Tja, Leo hatte ich ja nun nicht gefunden – aber dafür etwas anderes, und das war überwältigend, umwerfend, atemberaubend. Und am nächsten Tag hockte dann auch noch ein etwas zerrupft und sehr hungrig aussehender Leo bei uns auf der Terrasse und schien richtig froh zu sein, sein Zuhause wiedergefunden zu haben. Anscheinend kommt manchmal das Glück dann gleich im Doppelpack. Erst dieser wundervolle Nachmittag mit meinem neuen Liebhaber und Hausfreund, den ich in Zukunft bestimmt öfter sehen werde, Hausarbeit hin oder her, und dann noch die Rückkehr unseres Vogels. Dafür hatte sich doch die ganze Mühe gelohnt, dass ich mir die Hacken abgelaufen hatte.
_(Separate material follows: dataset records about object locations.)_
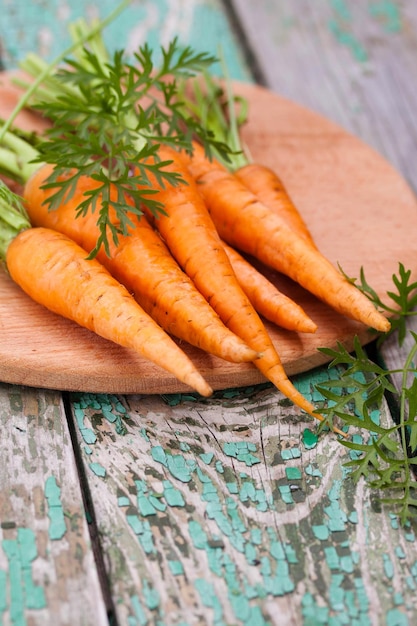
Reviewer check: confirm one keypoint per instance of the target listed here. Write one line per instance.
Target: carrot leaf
(385, 455)
(109, 115)
(13, 218)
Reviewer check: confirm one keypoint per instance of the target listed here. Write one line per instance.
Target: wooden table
(134, 510)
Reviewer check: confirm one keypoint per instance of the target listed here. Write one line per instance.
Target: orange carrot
(245, 223)
(267, 300)
(266, 185)
(194, 242)
(53, 271)
(141, 262)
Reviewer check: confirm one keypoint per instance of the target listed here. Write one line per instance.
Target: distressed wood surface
(48, 575)
(318, 162)
(228, 511)
(232, 511)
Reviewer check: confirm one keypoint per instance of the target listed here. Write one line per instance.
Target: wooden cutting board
(359, 209)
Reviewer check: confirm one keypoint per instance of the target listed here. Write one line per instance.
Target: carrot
(218, 111)
(268, 187)
(245, 223)
(267, 300)
(141, 262)
(194, 242)
(53, 271)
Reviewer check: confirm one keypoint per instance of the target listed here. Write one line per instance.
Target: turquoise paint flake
(180, 468)
(158, 455)
(247, 492)
(256, 536)
(98, 469)
(3, 600)
(23, 593)
(207, 457)
(332, 558)
(145, 507)
(310, 439)
(388, 566)
(151, 596)
(389, 14)
(311, 470)
(172, 496)
(400, 552)
(410, 583)
(346, 564)
(293, 473)
(140, 615)
(135, 524)
(285, 493)
(57, 527)
(197, 534)
(202, 476)
(157, 503)
(321, 532)
(219, 467)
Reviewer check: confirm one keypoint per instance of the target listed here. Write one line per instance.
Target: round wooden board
(359, 209)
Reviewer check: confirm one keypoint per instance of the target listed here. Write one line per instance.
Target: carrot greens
(109, 114)
(385, 455)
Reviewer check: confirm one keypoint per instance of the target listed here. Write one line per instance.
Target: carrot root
(245, 223)
(53, 271)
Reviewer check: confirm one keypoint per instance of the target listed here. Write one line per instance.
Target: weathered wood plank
(350, 61)
(47, 569)
(201, 24)
(230, 511)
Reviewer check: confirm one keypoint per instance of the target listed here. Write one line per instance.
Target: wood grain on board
(343, 188)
Und sollte ich noch ansatzweise etwas wie ein schlechtes Gewissen gehabt haben, meinen Mann betrogen zu haben, dann hat er selbst höchstpersönlich dafür gesorgt, es schnell wieder in der Versenkung verschwinden zu lassen. Er merkte nicht einmal, wie glücklich und ausgeglichen ich auf einmal war, weil ich endlich wieder die erfüllende Erotik gefunden hatte, die mir so lange fehlte. Und wenn ein Mann seine Frau nicht einmal wichtig genug nimmt, bei einem so deutlichen Anzeichen eines stattgefundenen Seitensprung misstrauisch zu werden, dann hat er das Fremdgehen auch verdient. Finde ich wenigstens.